Independent Media has seen several email messages exchanged between Andisiwe and Nedbank officials, including Queenstown branch manager Janice Beukes, in failed attempts to resolve the matter – before Boniswa Oliphant’s death in April.
Andisiwe said that for unknown reasons, Nedbank shut down her mother’s bank account and opened a completely new one soon after she had retired in 2019.
She said the GEPF attempted to make a monthly payment from the retirement fund, but the money repeatedly bounced.
Then, the insurance company advised the pensioner to go back to the bank to ask for the previous account to be reinstated. This did not happen, and as a result, she did not have access to her money and all the while her heart condition worsened.

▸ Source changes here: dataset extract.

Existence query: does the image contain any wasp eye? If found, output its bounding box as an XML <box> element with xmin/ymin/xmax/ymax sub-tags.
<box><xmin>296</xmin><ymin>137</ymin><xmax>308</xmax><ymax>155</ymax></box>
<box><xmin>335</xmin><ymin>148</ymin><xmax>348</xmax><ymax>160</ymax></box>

“The stress has caused my mother’s death, a person who had planned well to be able to bury herself one day. Today she lies lifeless and has lost her policies,” said Andisiwe. She said without the mother’s consent, the bank closed the account “because it was overdrawn for three consecutive months.”
Nedbank then opened a new account.
Nedbank acknowledged receipt of the questions sent yesterday afternoon to its spokesperson, Annaleigh Vallie, for the 3pm deadline.
But even though Independent Media also provided her with contact details of officials at the branch that had dealt with Oliphant’s matter, and copies of email messages between the bank and Andisiwe, Vallie said: “We will have to get back to you tomorrow. Sorry.”
Nedbank is one of the major banks that have not covered themselves in glory when it comes to treating their clients well. Over the past few months, Independent Media has exposed several underhanded dealings that banking clients have been subjected to, with Nedbank being just one of the perpetrators.
Among the incidents is the recent ruling by the South Gauteng High Court in Joburg that Nedbank should return more than R2 million that it illegally charged a property developer, Dissilio Investments. The bank had on May 25 filed an application for leave to appeal the judgment.
The same bank also suffered a bloody nose last month after losing an appeal it had lodged against Houtbosplaas and TBS Alpha Beleggings, owned by retired Judge Kees van Dijkhorst.
In that case, the Supreme Court of Appeal concurred with the North Gauteng High Court in Pretoria that the two companies were right to sue for damages caused by the bank’s refusal to give immediate effect to their instructions to close their bank accounts and allow them to transfer their funds to Absa.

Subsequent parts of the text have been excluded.